Виктор Сергеевич нахмурился, но не из-за вопроса, а скорее, углубляясь в размышления. Коньяк и желание блеснуть проницательностью сделали свое дело. Достав ещё одну сигарету, он прикурил, покачал головой и уставился на меня внимательным взглядом и фыркнул, выпуская струйку дыма в холодный воздух

— Кто придет? — он презрительно махнул рукой. — Желающих много. Но большинство бараны в дорогих костюмах. Щербицкий? Хлюпик. Ума палатного не хватит, чтобы страну тянуть.

— А Черненко? — спросил я, чтобы поддержать разговор и показать свою осведомленность в вопросе политики.

— Черненко? — он несколько раз глубоко затянулся, собираясь с мыслями и продолжил с откровенной насмешкой. — Ходячий архив. Цитатник Маркса-Энгельса. Дышит на ладан, как и наш нынешний. Его только на переходный период, да и то… чтоб место не пустовало.

И тут его как прорвало, а я замолчал, давая ему выговориться.

— Романов? — Виктор Сергеевич поморщился, как от неприятного вкуса. — Ленинградец. Силен там, да. Свою империю построил. Но в Москве его не любят. Слишком амбициозен. Слишком независим. Зазнался. Нет, ему не дадут развернуться. Не пустят.

Мы прошли какое-то расстояние молча. Я не решался нарушить его размышления, чтобы не сбить с темы. Хотя, он находился в таком состоянии, что мог и забыть, о чем я интересовался.

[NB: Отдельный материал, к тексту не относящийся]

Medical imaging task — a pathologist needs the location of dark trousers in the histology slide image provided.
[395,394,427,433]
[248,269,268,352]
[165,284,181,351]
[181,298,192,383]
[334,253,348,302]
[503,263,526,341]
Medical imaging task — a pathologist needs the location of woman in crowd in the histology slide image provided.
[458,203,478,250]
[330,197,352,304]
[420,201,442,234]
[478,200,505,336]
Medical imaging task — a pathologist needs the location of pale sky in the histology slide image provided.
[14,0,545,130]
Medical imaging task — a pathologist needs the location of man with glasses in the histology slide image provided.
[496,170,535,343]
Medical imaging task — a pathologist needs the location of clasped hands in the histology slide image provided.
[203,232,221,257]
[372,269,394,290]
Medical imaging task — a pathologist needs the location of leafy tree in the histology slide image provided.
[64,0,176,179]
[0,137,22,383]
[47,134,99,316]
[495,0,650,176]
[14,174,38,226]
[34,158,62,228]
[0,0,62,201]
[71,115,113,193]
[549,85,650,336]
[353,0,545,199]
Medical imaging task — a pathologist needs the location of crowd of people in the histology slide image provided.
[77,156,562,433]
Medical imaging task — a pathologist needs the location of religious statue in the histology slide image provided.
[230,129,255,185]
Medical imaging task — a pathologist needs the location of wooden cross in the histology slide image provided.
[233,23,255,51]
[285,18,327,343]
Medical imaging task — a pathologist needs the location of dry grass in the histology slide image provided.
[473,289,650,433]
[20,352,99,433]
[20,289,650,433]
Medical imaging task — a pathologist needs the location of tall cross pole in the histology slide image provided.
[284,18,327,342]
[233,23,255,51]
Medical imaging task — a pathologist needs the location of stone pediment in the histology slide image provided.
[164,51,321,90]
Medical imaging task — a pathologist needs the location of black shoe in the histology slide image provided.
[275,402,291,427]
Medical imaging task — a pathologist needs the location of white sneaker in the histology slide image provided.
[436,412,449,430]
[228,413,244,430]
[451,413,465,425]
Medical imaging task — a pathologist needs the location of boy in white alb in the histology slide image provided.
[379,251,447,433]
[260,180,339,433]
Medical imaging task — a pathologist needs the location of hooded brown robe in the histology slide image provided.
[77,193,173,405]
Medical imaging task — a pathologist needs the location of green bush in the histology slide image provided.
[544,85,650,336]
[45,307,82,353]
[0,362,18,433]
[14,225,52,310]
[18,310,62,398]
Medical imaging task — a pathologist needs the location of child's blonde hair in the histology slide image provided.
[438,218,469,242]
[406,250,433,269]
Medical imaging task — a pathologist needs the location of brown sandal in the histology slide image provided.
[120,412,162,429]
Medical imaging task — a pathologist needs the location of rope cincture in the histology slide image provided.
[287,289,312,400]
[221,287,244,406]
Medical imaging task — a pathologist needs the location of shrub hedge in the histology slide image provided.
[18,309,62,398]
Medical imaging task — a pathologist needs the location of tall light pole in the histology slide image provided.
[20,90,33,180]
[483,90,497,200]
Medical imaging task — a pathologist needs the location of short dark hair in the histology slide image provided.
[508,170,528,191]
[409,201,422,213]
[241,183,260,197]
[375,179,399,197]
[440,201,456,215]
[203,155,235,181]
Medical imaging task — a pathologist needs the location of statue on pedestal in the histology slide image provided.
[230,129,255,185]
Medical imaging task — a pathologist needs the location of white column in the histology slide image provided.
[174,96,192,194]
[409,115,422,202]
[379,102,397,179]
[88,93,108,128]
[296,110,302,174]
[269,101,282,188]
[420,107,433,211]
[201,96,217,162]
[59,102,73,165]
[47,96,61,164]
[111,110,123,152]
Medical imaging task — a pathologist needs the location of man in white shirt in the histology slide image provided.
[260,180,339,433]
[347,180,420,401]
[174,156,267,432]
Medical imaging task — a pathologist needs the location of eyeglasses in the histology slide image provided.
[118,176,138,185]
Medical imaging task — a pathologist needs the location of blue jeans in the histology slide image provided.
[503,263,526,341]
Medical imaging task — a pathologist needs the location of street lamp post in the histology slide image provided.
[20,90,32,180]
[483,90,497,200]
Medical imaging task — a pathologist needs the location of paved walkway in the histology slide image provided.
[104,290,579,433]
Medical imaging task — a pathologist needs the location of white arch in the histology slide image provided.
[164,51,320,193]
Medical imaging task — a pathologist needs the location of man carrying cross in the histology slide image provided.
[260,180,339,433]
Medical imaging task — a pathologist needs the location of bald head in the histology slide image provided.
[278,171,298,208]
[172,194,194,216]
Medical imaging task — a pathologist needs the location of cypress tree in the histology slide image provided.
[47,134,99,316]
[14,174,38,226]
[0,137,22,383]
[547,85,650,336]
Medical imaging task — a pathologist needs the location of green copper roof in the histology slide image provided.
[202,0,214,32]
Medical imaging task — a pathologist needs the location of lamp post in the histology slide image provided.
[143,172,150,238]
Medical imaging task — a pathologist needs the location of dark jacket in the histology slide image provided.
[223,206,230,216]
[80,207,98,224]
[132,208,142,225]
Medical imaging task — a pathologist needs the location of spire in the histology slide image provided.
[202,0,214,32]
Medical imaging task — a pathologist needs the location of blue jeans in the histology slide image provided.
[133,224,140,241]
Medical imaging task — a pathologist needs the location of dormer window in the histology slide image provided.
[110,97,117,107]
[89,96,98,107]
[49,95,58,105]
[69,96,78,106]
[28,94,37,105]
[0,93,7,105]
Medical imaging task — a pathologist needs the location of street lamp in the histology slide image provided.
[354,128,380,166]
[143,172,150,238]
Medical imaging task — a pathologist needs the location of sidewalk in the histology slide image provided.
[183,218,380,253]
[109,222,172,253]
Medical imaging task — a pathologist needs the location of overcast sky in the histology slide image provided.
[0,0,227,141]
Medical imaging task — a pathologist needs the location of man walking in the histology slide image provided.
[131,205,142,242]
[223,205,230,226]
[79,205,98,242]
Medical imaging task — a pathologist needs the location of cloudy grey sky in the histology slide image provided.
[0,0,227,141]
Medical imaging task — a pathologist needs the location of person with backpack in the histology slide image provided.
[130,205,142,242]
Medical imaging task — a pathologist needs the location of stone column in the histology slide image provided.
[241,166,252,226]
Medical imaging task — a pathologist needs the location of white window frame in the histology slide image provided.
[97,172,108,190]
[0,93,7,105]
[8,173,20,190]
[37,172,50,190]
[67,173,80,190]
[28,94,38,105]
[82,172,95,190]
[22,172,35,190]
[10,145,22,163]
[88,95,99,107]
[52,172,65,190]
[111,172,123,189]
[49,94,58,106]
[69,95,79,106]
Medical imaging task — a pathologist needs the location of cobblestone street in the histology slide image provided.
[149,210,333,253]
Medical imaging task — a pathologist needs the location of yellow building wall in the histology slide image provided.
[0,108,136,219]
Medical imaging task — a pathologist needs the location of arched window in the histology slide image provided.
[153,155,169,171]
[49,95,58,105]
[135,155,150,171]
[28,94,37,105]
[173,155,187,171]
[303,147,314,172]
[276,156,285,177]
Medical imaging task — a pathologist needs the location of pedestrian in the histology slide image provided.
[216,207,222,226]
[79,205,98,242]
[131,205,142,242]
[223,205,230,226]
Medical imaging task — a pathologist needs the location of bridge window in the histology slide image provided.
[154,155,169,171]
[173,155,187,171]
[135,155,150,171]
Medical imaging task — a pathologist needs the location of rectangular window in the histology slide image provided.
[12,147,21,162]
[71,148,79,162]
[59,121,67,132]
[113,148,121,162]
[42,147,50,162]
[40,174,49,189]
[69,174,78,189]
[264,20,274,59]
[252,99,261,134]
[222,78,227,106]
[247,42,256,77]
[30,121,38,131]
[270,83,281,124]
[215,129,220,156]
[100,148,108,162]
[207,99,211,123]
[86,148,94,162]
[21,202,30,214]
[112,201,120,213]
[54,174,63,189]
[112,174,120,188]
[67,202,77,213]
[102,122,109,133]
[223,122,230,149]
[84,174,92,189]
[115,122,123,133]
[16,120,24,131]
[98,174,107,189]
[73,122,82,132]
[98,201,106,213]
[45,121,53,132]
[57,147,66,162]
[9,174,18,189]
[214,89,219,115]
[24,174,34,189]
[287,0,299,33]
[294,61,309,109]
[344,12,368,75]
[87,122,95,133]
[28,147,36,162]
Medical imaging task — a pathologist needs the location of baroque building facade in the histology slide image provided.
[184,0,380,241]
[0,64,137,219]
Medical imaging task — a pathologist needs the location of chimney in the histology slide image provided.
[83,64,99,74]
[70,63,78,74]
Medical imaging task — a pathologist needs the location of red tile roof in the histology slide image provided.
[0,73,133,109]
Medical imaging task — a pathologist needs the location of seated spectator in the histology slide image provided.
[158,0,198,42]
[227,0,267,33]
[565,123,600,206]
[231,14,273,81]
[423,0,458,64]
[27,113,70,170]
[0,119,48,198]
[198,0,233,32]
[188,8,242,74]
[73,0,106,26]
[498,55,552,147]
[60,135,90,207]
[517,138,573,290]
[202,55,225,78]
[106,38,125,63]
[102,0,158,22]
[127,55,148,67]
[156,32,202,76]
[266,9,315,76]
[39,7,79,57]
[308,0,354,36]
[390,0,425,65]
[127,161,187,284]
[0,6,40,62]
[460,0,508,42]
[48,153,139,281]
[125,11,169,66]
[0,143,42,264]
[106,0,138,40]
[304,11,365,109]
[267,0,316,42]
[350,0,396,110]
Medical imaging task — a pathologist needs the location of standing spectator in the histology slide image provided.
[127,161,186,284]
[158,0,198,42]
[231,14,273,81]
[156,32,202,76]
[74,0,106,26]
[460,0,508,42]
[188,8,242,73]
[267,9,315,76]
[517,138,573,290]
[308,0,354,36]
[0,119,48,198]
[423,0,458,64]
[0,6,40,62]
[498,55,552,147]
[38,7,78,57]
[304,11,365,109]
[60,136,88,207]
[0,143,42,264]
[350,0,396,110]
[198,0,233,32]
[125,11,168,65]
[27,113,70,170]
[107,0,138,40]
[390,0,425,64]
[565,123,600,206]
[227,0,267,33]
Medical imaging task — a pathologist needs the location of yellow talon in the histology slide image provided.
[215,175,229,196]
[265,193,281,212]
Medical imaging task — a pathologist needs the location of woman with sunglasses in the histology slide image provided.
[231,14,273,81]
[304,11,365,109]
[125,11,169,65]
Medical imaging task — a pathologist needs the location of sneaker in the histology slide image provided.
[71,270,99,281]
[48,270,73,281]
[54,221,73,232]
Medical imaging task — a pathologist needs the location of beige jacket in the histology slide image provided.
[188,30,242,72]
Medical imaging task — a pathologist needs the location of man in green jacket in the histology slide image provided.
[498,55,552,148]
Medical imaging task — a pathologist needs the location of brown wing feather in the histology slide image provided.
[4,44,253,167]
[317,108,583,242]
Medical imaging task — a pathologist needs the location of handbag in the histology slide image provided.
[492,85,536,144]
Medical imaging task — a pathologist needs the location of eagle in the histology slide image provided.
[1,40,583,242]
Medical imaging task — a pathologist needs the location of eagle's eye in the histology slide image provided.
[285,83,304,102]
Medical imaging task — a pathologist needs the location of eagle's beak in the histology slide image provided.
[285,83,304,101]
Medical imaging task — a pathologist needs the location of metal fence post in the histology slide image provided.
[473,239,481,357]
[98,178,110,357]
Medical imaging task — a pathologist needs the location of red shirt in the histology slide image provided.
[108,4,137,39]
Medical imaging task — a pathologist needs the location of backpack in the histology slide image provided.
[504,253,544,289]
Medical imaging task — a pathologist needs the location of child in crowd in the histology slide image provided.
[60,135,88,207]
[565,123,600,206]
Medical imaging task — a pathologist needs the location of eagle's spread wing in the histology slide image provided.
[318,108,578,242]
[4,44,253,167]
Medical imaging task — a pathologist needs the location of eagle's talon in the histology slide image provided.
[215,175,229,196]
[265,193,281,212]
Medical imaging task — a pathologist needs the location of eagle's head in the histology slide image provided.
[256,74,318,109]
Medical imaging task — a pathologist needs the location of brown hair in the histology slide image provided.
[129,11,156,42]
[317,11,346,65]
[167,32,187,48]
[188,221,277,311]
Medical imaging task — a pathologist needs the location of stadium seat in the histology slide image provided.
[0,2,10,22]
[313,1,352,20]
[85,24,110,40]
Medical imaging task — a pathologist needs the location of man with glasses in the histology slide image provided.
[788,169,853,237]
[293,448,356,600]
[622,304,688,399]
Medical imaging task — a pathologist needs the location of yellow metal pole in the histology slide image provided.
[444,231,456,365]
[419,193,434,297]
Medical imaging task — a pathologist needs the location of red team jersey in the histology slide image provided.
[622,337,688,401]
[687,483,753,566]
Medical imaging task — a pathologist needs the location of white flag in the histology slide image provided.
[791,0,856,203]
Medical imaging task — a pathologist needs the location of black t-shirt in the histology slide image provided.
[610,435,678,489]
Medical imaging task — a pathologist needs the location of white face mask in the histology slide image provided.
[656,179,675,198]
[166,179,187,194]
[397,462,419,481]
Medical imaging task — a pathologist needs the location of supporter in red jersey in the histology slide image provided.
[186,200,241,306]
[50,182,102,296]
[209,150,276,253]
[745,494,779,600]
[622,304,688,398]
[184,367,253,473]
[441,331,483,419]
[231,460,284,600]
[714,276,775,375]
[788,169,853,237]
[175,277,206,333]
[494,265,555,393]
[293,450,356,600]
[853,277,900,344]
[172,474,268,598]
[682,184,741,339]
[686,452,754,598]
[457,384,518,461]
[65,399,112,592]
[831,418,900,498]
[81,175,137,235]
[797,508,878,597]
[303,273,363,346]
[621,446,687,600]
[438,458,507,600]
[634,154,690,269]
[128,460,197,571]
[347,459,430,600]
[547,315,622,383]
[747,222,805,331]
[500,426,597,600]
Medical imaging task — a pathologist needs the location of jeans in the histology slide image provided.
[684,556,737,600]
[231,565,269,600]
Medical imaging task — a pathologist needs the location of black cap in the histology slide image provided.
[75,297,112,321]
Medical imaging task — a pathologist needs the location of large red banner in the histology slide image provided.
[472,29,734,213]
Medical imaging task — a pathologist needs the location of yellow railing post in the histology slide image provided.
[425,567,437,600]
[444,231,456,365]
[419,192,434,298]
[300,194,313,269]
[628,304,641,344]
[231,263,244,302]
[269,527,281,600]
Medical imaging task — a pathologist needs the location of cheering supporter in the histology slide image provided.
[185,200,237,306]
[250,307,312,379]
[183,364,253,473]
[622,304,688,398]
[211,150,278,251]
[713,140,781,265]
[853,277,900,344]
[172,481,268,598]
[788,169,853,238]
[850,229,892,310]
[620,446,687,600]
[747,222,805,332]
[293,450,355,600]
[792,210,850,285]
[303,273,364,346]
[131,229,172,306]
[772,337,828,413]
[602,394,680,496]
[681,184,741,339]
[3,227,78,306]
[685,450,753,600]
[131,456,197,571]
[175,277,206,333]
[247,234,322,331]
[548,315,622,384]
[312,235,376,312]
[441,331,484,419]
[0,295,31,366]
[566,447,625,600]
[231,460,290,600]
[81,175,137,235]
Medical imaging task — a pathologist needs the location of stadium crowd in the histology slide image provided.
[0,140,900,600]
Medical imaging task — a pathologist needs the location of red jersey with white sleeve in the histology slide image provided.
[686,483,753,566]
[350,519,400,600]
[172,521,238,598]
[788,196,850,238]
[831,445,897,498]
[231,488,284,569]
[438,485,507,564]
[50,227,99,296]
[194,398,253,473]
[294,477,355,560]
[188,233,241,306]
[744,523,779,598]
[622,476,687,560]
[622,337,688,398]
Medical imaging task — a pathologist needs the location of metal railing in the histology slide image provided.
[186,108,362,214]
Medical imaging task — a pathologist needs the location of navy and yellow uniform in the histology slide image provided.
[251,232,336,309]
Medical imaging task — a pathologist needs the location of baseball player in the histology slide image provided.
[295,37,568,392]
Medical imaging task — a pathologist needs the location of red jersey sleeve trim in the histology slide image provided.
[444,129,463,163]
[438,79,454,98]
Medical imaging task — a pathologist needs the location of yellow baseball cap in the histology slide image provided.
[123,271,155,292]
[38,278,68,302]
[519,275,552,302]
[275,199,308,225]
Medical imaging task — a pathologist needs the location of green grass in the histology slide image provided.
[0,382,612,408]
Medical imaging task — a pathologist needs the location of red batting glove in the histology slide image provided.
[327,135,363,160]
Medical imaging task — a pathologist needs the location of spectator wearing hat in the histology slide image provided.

Внезапно его хмурое лицо разгладилось, и появилось какое-то подобие уважения.

— А вот есть один. Хватка у него цепкая. Энергии хоть отбавляй. Умница. В хозяйстве разбирается. И главное молод. Не испуганный, не как эти старики. В ЦК его все серьезно воспринимают. За ним будущее. Вот увидишь.

— А кто это? — с замиранием сердца спросил я, догадываясь о ком он говорил.

— Горбачев… Михаил Сергеевич…

Он сказал это с такой уверенностью, будто уже видел указ о назначении. В его словах звучала не просто оценка, а искренняя поддержка «своего» кандидата. Это была ценнейшая информация.

— Надо же, — я сделал удивленное лицо. — А по телевизору он как-то не очень заметен.

— Телевизор! — фыркнул Виктор Сергеевич. — Телевизор для простых людей. Все решается не в кадре, парень. Все решается в закрытых кабинетах. Запомни это.

— Понял, — кивнул я с подобающей серьезностью. — Спасибо, что объяснили. А то, правда, как-то всё неясно…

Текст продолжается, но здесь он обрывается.